Security and Configuration:

  • List all secrets - /api/v1/providers/secrets
  • Retrieve data from a secret - /api/v1/providers/secrets/{id}
  • List all provider groups - /api/v1/provider-groups
  • Retrieve data from a provider group - /api/v1/provider-groups/{id}

Reports and Tasks:

  • Download zip report - /api/v1/scans/{v1}/report
  • List all tasks - /api/v1/tasks
  • Retrieve data from a specific task - /api/v1/tasks/{id}

Lighthouse Configuration:

  • List OpenAI configuration - /api/v1/lighthouse-config
  • Retrieve OpenAI key and configuration - /api/v1/lighthouse-config/{id}
Note

Agents only have access to hit GET endpoints. They don't have access to other HTTP methods.

FAQs

1. Why only OpenAI models?

During feature development, we evaluated other LLM models.
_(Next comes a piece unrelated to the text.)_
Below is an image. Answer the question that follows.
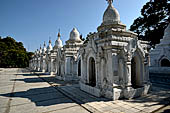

  • Claude AI - Claude models have tier-based ratelimits. For Lighthouse to answer slightly complex questions, there are a handful of API calls to the LLM provider within few seconds. With Claude's tiering system, users must purchase $400 credits or convert their subscription to monthly invoicing after talking to their sales team. This pricing may not suit all Prowler users.
  • Gemini Models - Gemini lacks a solid tool calling feature like OpenAI. It calls functions recursively until exceeding limits. Gemini-2.5-Pro-Experimental is better than previous models regarding tool calling and responding, but it's still experimental.
  • Deepseek V3 - Doesn't support system prompt messages.

2. Why a multi-agent supervisor model?

Context windows are limited. While demo data fits inside the context window, querying real-world data often exceeds it. A multi-agent architecture is used so different agents fetch different sizes of data and respond with the minimum required data to the supervisor. This spreads the context window usage across agents.

3. Is my security data shared with OpenAI?

Minimal data is shared to generate useful responses. Agents can access security findings and remediation details when needed. Provider secrets are protected by design and cannot be read. The Lighthouse key is only accessible to our NextJS server and is never sent to LLMs. Resource metadata (names, tags, account/project IDs, etc) may be shared with OpenAI based on your query requirements.

4. Can the Lighthouse change my cloud environment?

No. The agent doesn't have the tools to make the changes, even if the configured cloud provider API keys contain permissions to modify resources.